Besides pandas, which is the de-facto standard in the Python Data-Science context for representing tabular data, there are other libraries that for certain problems may be more suitable (for instance, geopandas for the manipulation of geo-referenced data).

PLPipes has a set of plugable backends controlling how data from the database is serialized/deserialized into the different DataFrame implementations.

So far, backends for pandas and geopandas are provided. Others for polars, vaex or dassk will be added as the need arises.

A spark backend is also available for Spark databases.

In any case, note that changing the backend, usually also requires changing the code that uses the dataframes as every library provides its own similar but incompatible API.

Every backend may also accept custom keyword arguments. See Backend specifics bellow.

Picking the backend#

For database write operations (i.e. create_table), plpipes can infer which backend to use just looking at the dataframe object type, so as long as the backend is loaded, plpipes will use the right one automatically.

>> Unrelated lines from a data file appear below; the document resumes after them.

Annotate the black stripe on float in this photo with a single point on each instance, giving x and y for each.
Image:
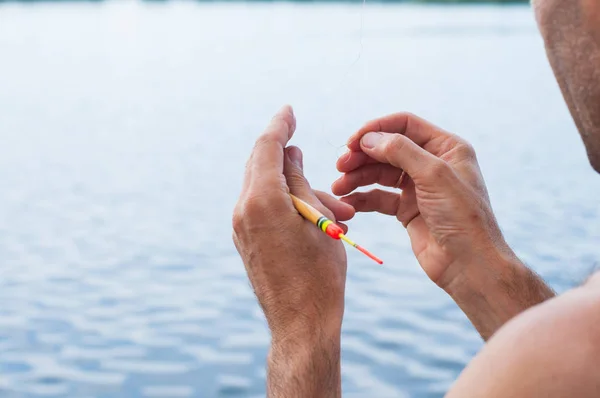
(320, 221)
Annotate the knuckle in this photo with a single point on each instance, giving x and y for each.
(437, 170)
(466, 150)
(394, 145)
(263, 140)
(295, 179)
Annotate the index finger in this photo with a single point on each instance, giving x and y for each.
(418, 130)
(266, 161)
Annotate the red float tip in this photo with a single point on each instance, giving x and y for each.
(370, 255)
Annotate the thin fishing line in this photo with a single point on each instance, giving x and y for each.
(345, 76)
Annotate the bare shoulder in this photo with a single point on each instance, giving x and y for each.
(551, 350)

The function plpipes.database.load_backend can be used to load a specific backend into a database driver:

plpipes.database.load_backend("geopandas", db="input")

Currently, under the hood, backends are attached to the driver class. Once a backend is loaded, for instance, for a azure_sql database, every other database using such driver will have the backend available for write operations.

In the case of read operations, there is no way for plpipes to infer the desired backend and so it must be stated explicitly in one of the following ways:

Passing it as an argument in database read functions (i.e. read_table, query, query_chunked and query_group). For instance:
```
df = plpipes.database.query(sql, backend="spark")
```

In the database connection configuration. For instance:

db:
  instance:
    work:
      backend: polars

Every database driver can set its own default. For instance, currently, the spatialite driver sets geopandas as its default backend.

Read operations transparently call load_backend as needed. The default backend is also loaded automatically when the database is initialized.

Backend specifics#

`pandas` backend#

This is the default backend.

`geopandas` backend#

The geopandas backend can handle both geopandas and regular pandas dataframes.

In read operations, the argument geom_col must be used to indicate which column contains the geometric data.

If the argument is ommited, the backend returns a regular pandas dataframe.

Example:

df = db.query("select * from countries", geom_col="geometry")

In order to read geometric data from the database the backend may mangle the query in order to transform the geometric column values into the right format for geopandas.read_postgis method. Specifically, in the case of Spatialite, it wraps the geometric column in the query as Hex(ST_AsBinary(geom_col)).

Alternatively, and in order to avoid such processing, the wkb_geom_col argument can be used instead. In that case, it is the programmer responsability to write a query returning the values in such colum in a format supported by geopandas (wkb stands for Well Known Binary).